Год кометы — страница 8 из 47

А в комнате были большой стол с бумагами, деревянным грибом для штопки, на который натягивался порванный носок или чулок, бархатной подушечкой для булавок; плетеные короба с обрезками тканей, старая швейная машинка-сундучок, книги, настольные игры, всегда лежащие наготове для меня. Все это было таким изученным, таким надежным, занимало одни и те же, раз и навсегда определенные прежде моего рождения, места, что казалось: жизнь так и протекает год за годом, все прочнее прикрепляя вещи и людей к их положению, доброжелательно и как-то не вполне по-настоящему старя их.

И только миниатюрные, как японские нэцкэ, три лягушки значили что-то другое. Порой, когда никого не было дома, я садился напротив них и смотрел, пытаясь понять их в целом, именно как тройственную статуэтку, три слога одного слова. И чудилась в них какая-то застарелая мука, болезненное колотье, от которого медленно трескается, облупляется глазурь на фарфоре.

Однажды в зимние каникулы я маялся бездельем, выздоравливая после тяжелого гриппа с высокой температурой. Еще чувствуя, видно, в себе остаток жара, я взбудораженно ходил по комнатам, чего-то ища, брал первые попавшиеся под руку вещи, крутил их, переставлял с места на место, искал какое-то их сочетание, — отмычку, которая выпустила бы меня из болезни на волю. Не нашел, и, уставший, раздраженный, включил телевизор — в каникулы с началом сумерек для школьников показывали приключенческие ленты.
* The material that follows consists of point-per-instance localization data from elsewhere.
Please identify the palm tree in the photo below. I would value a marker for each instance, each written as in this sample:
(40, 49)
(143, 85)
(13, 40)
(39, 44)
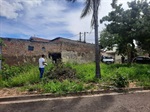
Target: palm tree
(93, 5)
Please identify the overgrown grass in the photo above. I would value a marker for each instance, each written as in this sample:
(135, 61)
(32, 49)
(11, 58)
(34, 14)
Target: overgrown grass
(118, 75)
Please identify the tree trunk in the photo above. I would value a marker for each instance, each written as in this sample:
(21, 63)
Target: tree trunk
(97, 49)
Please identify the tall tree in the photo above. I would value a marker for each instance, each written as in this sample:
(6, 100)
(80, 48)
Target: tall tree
(131, 24)
(93, 5)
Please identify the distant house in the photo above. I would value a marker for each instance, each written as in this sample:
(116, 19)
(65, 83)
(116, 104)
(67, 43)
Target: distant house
(19, 51)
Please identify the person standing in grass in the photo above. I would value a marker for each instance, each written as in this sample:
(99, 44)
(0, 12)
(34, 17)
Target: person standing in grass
(42, 64)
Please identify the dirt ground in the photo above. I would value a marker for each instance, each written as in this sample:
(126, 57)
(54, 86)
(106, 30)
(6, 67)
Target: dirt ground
(4, 92)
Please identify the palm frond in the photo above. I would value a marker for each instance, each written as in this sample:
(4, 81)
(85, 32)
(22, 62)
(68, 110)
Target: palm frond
(113, 4)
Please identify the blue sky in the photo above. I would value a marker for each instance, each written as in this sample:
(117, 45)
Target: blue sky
(48, 19)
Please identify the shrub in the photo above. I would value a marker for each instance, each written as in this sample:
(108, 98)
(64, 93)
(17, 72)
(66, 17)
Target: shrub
(61, 72)
(120, 81)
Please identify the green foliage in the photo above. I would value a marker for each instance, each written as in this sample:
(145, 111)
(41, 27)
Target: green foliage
(61, 72)
(117, 74)
(131, 24)
(120, 81)
(11, 71)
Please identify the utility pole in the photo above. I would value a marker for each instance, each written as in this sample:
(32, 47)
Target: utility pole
(97, 49)
(85, 36)
(80, 36)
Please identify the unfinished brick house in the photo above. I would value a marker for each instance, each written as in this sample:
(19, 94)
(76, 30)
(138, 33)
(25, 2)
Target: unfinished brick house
(19, 51)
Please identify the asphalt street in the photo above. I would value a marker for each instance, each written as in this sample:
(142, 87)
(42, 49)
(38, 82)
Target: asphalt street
(114, 102)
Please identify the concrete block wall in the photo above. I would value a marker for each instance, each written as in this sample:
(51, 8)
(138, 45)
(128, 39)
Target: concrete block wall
(16, 51)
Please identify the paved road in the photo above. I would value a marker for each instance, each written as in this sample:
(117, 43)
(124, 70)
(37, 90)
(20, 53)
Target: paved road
(137, 102)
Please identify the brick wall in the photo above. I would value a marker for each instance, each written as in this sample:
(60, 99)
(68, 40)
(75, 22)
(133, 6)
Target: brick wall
(18, 51)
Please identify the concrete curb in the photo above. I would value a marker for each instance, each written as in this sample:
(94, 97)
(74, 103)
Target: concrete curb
(49, 95)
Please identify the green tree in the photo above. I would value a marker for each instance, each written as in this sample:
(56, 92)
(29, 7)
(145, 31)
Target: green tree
(131, 24)
(93, 5)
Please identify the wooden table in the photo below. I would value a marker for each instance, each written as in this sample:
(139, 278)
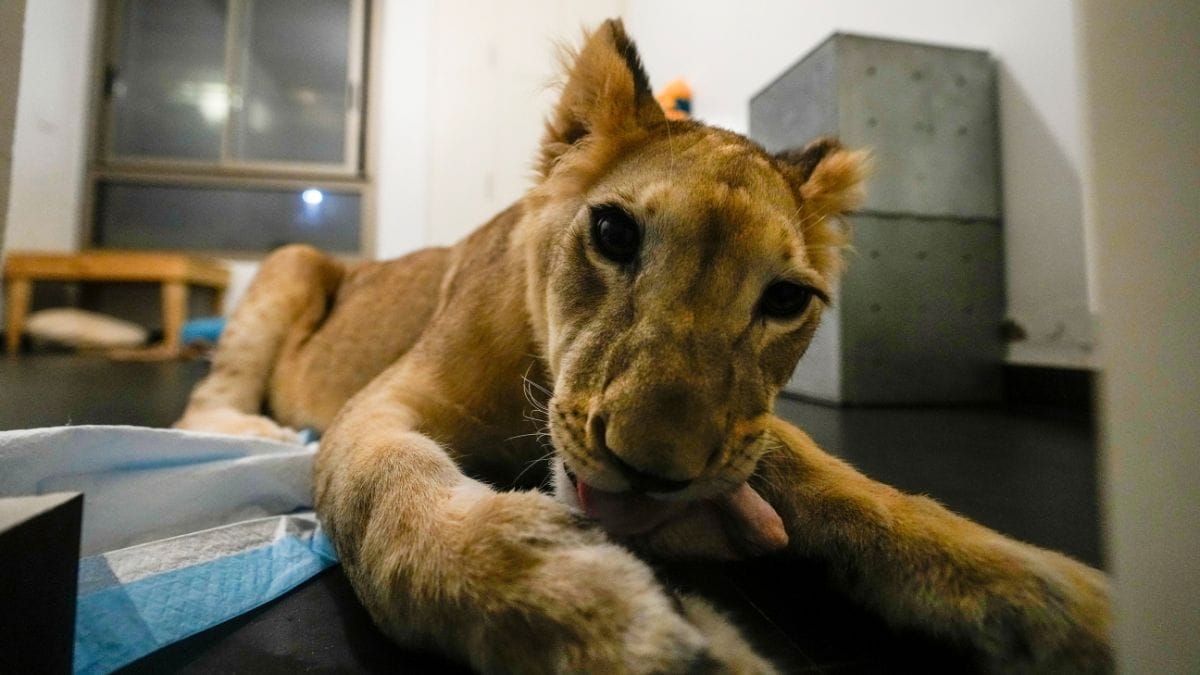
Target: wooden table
(174, 272)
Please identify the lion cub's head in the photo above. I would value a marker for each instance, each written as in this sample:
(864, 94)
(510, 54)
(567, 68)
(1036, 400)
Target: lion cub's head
(676, 274)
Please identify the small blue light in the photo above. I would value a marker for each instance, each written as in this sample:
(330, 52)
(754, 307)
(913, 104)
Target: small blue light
(312, 197)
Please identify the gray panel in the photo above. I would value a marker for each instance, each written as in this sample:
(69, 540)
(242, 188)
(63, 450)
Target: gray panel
(798, 106)
(929, 117)
(171, 99)
(922, 305)
(819, 374)
(294, 75)
(159, 216)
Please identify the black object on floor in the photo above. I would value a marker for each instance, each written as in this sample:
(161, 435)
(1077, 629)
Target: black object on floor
(39, 574)
(1029, 476)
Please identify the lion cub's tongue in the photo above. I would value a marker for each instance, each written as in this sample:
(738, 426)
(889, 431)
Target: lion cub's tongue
(625, 513)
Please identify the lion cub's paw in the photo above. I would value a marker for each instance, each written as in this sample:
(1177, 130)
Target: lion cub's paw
(228, 420)
(565, 599)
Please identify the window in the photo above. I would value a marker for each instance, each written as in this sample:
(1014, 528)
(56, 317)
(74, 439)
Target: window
(231, 125)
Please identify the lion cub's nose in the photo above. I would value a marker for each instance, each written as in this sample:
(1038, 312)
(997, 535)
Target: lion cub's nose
(651, 460)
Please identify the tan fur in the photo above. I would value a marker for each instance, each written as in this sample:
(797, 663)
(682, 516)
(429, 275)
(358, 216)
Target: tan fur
(418, 370)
Я уже не помню, что это было за кино — один из многочисленных советских фильмов про наших разведчиков на Западе, снимавшихся примерно на одних и тех же улицах Таллинна или Вильнюса. Угорелый от стрельбы и схваток, еще переживающий погоню и перестрелку в финале, я снова стал ходить по квартире, оказался в бабушкиной комнате, и взгляд мой уперся в трех фарфоровых лягушек на краю стола.

В шпионском фильме одна небольшая деталь — платок бежевого цвета в кармане пиджака, бутылка вина на столике в кафе, опущенное слева стекло автомобиля — показывает незримому наблюдателю, что явка провалена, операция сорвана, связи вычислены и кругом опасность, растворенная в безмятежности дня, любой прохожий может оказаться агентом контрразведки. Но знак этот должен быть предельно естествен, неприметен, чтобы ни один из тех, кто ведет слежку, не догадался, что это особый сигнал.
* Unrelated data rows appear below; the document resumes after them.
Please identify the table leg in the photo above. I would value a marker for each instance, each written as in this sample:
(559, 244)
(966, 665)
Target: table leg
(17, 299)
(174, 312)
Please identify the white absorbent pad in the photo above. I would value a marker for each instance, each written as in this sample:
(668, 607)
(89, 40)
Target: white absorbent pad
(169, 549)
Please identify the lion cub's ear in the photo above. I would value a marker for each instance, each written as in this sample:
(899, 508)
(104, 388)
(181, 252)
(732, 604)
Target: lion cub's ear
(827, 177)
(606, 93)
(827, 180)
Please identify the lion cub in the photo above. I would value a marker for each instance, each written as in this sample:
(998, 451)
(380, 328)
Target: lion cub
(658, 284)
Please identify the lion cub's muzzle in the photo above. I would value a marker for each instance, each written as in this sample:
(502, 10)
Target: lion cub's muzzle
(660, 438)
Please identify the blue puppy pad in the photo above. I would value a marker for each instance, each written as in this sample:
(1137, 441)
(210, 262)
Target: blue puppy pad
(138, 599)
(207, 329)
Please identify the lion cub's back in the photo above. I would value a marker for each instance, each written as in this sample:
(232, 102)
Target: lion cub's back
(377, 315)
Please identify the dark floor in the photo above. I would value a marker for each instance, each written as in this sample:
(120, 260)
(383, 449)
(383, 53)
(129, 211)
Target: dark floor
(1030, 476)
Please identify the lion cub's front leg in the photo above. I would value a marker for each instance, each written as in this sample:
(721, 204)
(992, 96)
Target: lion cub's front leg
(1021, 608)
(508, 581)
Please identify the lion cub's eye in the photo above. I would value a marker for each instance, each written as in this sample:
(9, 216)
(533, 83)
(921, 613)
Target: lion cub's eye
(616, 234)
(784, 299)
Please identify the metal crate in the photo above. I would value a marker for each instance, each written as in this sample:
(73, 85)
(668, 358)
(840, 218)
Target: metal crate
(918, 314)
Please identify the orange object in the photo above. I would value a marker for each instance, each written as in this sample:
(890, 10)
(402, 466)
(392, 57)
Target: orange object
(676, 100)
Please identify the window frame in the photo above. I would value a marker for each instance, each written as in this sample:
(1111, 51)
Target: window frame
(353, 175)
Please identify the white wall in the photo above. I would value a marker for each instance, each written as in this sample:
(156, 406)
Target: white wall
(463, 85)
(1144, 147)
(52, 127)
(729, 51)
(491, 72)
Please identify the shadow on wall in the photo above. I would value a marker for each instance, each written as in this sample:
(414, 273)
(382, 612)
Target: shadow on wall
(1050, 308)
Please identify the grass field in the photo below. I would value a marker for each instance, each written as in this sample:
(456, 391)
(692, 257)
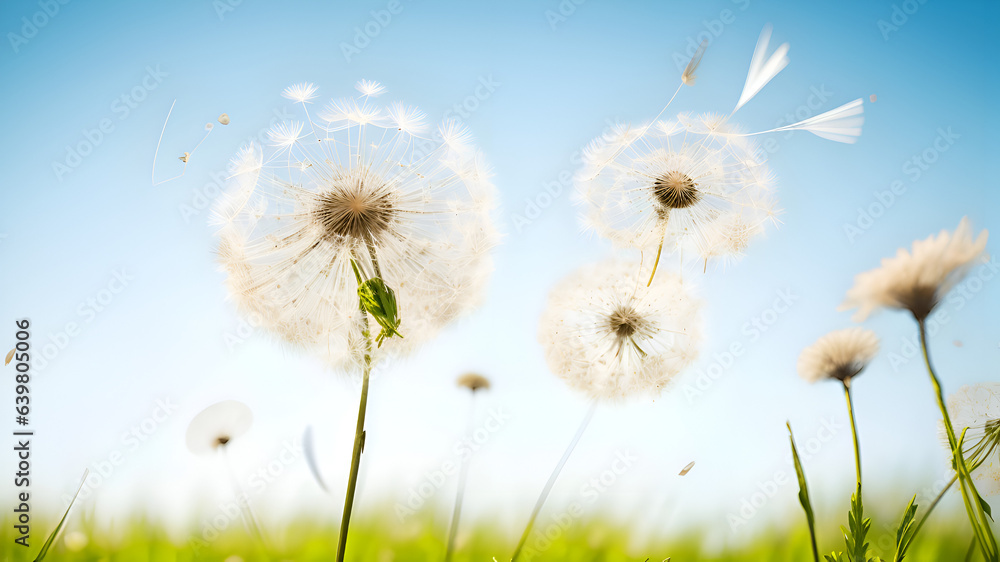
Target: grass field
(945, 538)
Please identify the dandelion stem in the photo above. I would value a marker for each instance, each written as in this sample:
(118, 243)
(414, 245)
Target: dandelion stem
(462, 476)
(931, 508)
(854, 429)
(980, 524)
(552, 479)
(359, 443)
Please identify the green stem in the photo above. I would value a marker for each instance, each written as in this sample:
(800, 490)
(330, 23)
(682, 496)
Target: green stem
(552, 480)
(462, 476)
(359, 444)
(854, 429)
(970, 496)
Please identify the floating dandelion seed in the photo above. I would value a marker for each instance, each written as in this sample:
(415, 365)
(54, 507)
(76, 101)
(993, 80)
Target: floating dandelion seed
(762, 71)
(370, 88)
(917, 280)
(218, 425)
(301, 93)
(977, 407)
(212, 431)
(840, 355)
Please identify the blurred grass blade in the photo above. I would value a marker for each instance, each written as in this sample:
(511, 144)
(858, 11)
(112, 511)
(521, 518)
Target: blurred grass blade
(310, 452)
(55, 532)
(906, 531)
(804, 493)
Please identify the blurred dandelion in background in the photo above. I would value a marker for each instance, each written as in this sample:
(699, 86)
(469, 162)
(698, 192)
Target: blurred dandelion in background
(360, 215)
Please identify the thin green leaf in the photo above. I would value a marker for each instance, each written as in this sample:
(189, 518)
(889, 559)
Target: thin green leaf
(56, 531)
(856, 536)
(906, 530)
(985, 506)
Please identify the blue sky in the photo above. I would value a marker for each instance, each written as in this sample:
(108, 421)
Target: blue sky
(539, 88)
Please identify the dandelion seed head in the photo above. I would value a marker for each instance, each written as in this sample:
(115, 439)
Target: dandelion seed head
(370, 88)
(918, 279)
(610, 336)
(473, 381)
(674, 184)
(302, 92)
(839, 355)
(415, 211)
(977, 407)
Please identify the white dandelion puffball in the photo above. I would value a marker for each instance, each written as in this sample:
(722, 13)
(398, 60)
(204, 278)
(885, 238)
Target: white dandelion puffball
(693, 182)
(973, 406)
(839, 355)
(609, 335)
(917, 280)
(364, 182)
(217, 425)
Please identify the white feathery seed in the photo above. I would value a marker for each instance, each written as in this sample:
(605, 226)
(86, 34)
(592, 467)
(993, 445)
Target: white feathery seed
(917, 280)
(839, 355)
(680, 183)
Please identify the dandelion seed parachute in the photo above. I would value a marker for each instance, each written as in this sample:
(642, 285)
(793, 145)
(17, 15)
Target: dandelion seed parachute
(610, 336)
(217, 425)
(359, 182)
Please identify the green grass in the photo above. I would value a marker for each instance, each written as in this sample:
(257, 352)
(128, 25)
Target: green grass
(382, 539)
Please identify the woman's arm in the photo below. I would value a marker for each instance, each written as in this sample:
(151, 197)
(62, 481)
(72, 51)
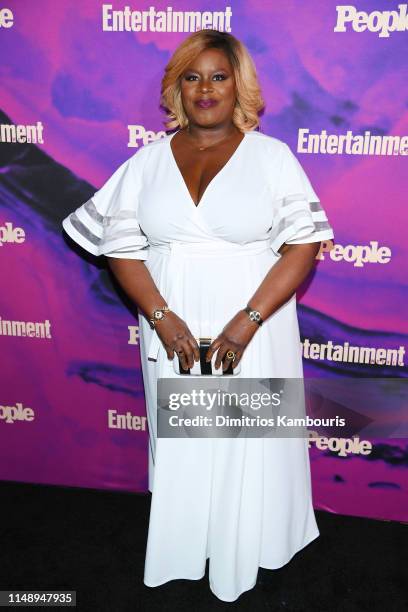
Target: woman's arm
(137, 282)
(277, 287)
(284, 277)
(135, 279)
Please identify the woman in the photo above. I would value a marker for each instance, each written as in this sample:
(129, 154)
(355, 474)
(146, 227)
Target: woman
(220, 224)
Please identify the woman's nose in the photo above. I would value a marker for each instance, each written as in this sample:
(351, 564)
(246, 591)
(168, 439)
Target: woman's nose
(206, 86)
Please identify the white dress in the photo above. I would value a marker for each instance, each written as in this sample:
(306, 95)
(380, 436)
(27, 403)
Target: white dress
(241, 502)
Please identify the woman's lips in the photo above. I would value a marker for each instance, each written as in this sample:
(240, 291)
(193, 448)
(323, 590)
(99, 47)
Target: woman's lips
(206, 103)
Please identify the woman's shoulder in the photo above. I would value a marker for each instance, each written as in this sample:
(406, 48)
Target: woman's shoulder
(264, 150)
(265, 140)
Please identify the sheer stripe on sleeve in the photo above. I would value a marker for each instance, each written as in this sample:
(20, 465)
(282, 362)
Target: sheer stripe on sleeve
(299, 217)
(107, 223)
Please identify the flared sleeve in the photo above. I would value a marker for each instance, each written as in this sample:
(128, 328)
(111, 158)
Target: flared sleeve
(299, 217)
(107, 224)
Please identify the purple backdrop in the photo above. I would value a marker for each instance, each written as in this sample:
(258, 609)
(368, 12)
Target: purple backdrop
(86, 86)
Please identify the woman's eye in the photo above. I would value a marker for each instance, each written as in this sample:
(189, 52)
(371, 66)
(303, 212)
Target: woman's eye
(190, 77)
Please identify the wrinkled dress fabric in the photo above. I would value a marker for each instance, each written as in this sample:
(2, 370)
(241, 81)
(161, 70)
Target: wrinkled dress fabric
(244, 503)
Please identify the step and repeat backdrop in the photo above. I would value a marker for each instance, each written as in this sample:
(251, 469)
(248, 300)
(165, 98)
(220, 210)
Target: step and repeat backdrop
(80, 87)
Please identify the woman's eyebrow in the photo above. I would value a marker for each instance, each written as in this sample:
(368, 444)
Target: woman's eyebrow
(212, 70)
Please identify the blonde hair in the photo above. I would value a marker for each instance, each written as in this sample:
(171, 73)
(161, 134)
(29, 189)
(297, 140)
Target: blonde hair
(249, 99)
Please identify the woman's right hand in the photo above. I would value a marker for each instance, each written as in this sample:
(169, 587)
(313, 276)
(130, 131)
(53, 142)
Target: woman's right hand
(176, 336)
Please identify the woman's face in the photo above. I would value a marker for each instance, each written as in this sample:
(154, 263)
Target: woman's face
(208, 89)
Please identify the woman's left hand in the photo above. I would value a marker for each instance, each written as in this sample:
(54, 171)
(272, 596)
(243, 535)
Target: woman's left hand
(235, 336)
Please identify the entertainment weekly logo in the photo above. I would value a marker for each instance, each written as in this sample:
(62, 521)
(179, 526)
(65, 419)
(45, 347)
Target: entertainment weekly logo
(167, 20)
(6, 18)
(382, 22)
Внезапно с той же определенностью, как и герой в фильме, я понял, что три лягушки и есть такой сигнал. Бабушка Таня решилась подать его мне, показывая, как все живут на самом деле, — ничего не вижу, ничего не слышу, ничего не скажу. Моя интуитивная догадка о великих пространствах молчания получила второе после книги в коричневом переплете, книги без слов, предметное доказательство.
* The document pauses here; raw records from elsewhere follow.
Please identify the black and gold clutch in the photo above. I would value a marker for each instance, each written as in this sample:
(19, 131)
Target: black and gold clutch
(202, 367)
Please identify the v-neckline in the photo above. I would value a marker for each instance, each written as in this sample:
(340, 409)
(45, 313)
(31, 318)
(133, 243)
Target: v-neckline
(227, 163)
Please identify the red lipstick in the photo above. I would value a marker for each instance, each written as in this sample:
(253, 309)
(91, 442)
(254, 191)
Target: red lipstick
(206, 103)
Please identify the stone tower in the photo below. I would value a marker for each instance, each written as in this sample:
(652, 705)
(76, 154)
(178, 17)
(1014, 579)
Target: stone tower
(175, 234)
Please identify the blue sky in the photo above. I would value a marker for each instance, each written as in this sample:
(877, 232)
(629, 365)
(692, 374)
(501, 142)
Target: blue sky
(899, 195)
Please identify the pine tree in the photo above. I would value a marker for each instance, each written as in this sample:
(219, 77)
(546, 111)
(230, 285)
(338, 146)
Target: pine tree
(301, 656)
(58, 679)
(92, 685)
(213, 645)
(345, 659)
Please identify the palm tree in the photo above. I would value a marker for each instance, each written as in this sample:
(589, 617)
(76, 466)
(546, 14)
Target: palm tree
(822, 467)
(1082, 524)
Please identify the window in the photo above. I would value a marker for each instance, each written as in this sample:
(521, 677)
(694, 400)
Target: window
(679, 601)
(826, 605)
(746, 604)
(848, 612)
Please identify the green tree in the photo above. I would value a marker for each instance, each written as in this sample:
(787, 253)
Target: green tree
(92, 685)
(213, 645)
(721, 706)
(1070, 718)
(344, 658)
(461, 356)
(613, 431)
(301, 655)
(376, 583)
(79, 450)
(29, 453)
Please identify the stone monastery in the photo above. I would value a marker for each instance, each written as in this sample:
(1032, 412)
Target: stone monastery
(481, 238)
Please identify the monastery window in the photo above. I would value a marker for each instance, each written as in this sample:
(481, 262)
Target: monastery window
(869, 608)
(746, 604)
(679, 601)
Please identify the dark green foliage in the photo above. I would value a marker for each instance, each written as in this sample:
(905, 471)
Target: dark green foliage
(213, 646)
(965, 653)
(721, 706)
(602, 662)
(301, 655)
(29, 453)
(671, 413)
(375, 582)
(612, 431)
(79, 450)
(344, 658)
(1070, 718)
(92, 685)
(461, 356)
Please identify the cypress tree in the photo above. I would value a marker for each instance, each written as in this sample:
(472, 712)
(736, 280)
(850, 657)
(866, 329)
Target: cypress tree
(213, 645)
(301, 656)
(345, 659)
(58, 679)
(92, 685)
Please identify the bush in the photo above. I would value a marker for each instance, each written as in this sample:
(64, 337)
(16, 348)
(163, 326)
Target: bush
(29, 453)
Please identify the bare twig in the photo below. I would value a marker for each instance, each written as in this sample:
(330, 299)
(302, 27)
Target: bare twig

Я взял статуэтку и передвинул ее под лампу, чтобы (вполне в традиции шпионского кино) показать, что я обратил на нее внимание, прочел послание.

Вскоре домой вернулась бабушка Таня. Через некоторое время она зашла в комнату, где я читал, посмотрела на меня как бы мельком. Потом я прошел по коридору мимо ее комнаты. Три лягушки по-прежнему стояли под лампой, там, куда я их передвинул. А на столе перед бабушкой лежала та самая коричневая книга, раскрытая на первой, глянцево-белой странице. Бабушка расписывала на клочке бумаги шариковую ручку, готовясь начать строку. Но в ее позе не было решительности, бабушка то подносила ручку к верху листа, то откладывала прочь, брала другую, которая, может быть, не так пачкает; она будто знала, что первое же написанное слово бесповоротно обяжет ее продолжать.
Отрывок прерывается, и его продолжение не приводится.